Xaren Hypr April 29th, 2005 03:18 AM

Re: Atmosphere conversion?
 
Quote:

Grandpa Kim said:
Quote:

Heck in my current game, wherein I am moving all alien species off their native worlds to sphereworlds as part of the roleplay, and i have a transport fleet numbering 15 that is having problems evacing the populations of those systems. And 5 of them are just for transporting aliens OFF world, not taking into account the other 10 which are loaded with populations to transfer to these worlds.

First let me say I agree wholeheartedly with Slick. I operate pretty much the same way as he does. I think the most pop transports I've ever had is 5 small and 1 medium. I've never run into a situation even remotely similar to what you describe.

Why do you find it necessary to transport such huge numbers of civilians? You only need enough to place one million on the desired planet. Increasing pop on planets is a laudable goal, but remember, pop bonuses have an upper limit-- 8 billion, I think, in stock, higher in many mods sure, but at some point it's fine to just stand aside and let those breeders multiply.

I think what he is referring to the RP game, in which (from what I understand) the fleet of transports is being used to move entire planetary populations to the sphereworlds he has built. That would normally take more than a few small transports to pull off http://forum.shrapnelgames.com/images/smilies/laugh.gif

Starhawk April 29th, 2005 05:33 AM

Re: Atmosphere conversion?
 
Quote:

Grandpa Kim said:
Quote:

Heck in my current game, wherein I am moving all alien species off their native worlds to sphereworlds as part of the roleplay, and i have a transport fleet numbering 15 that is having problems evacing the populations of those systems. And 5 of them are just for transporting aliens OFF world, not taking into account the other 10 which are loaded with populations to transfer to these worlds.

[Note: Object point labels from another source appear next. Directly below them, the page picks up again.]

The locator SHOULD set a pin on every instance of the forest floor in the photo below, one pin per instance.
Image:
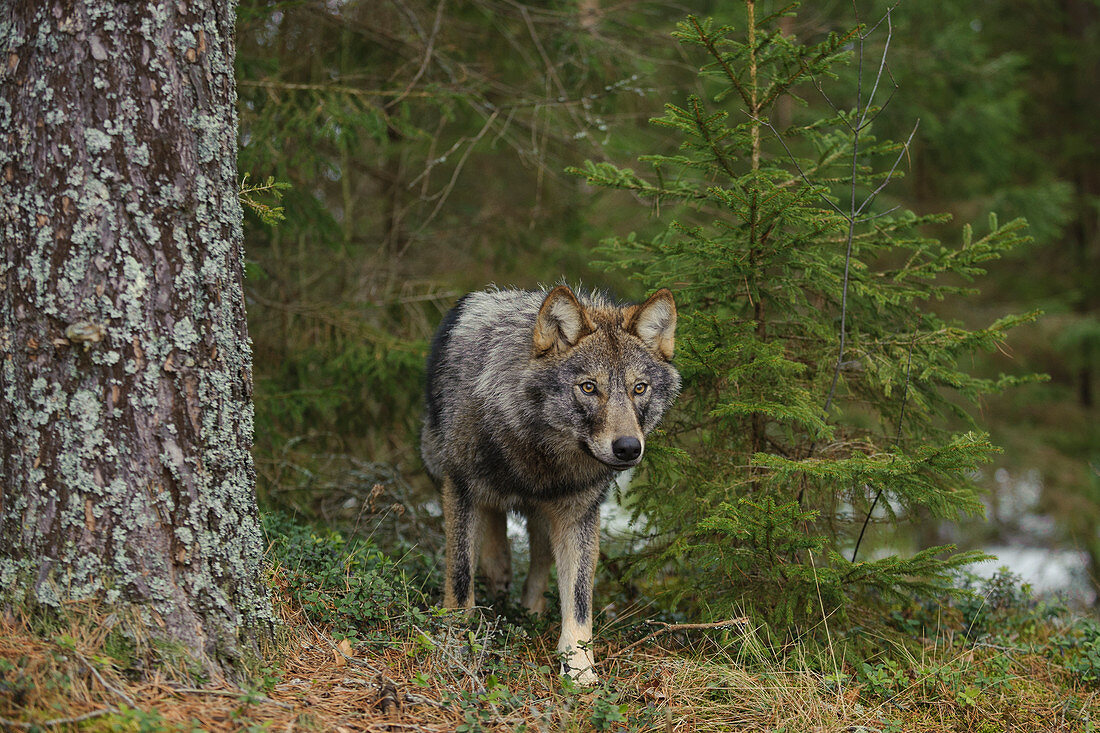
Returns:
(356, 652)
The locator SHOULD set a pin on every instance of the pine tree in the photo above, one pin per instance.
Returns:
(125, 383)
(821, 385)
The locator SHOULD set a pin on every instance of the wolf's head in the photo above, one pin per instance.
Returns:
(605, 371)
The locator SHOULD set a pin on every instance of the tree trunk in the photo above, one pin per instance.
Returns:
(125, 384)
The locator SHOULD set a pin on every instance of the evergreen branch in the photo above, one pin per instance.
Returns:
(889, 176)
(901, 418)
(708, 43)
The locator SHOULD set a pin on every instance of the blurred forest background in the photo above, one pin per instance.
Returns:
(426, 144)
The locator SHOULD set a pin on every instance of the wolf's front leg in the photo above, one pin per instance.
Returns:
(461, 522)
(538, 573)
(575, 542)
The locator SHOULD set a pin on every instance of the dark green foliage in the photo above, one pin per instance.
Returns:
(821, 385)
(1078, 649)
(349, 586)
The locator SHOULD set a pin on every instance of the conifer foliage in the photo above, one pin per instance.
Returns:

First let me say I agree wholeheartedly with Slick. I operate pretty much the same way as he does. I think the most pop transports I've ever had is 5 small and 1 medium. I've never run into a situation even remotely similar to what you describe.

Why do you find it necessary to transport such huge numbers of civilians? You only need enough to place one million on the desired planet. Increasing pop on planets is a laudable goal, but remember, pop bonuses have an upper limit-- 8 billion, I think, in stock, higher in many mods sure, but at some point it's fine to just stand aside and let those breeders multiply.

Uh yeah as stated with that transport fleet it's part of the RP, 15 transports is more then I usually build in any game unless they are loaded with troop units.
I am moving billions of civilians per turn to completely remove specific species from their native star systems and move in my human populations while the aliens are stuck on their own sphereworlds, For example my Phong Sphereworld contains just about every Phong in the universe and soon so will the Xiati sphereworld once it is completed, their former worlds are then given over to the Human populations within my Empire http://forum.shrapnelgames.com/image...ies/tongue.gif So that takes both a sizeable fleet and a lot of time to do.

Grandpa Kim April 29th, 2005 08:40 PM

Re: Atmosphere conversion?
 
Ahh! Then this would be an exceptional case; I do see your point.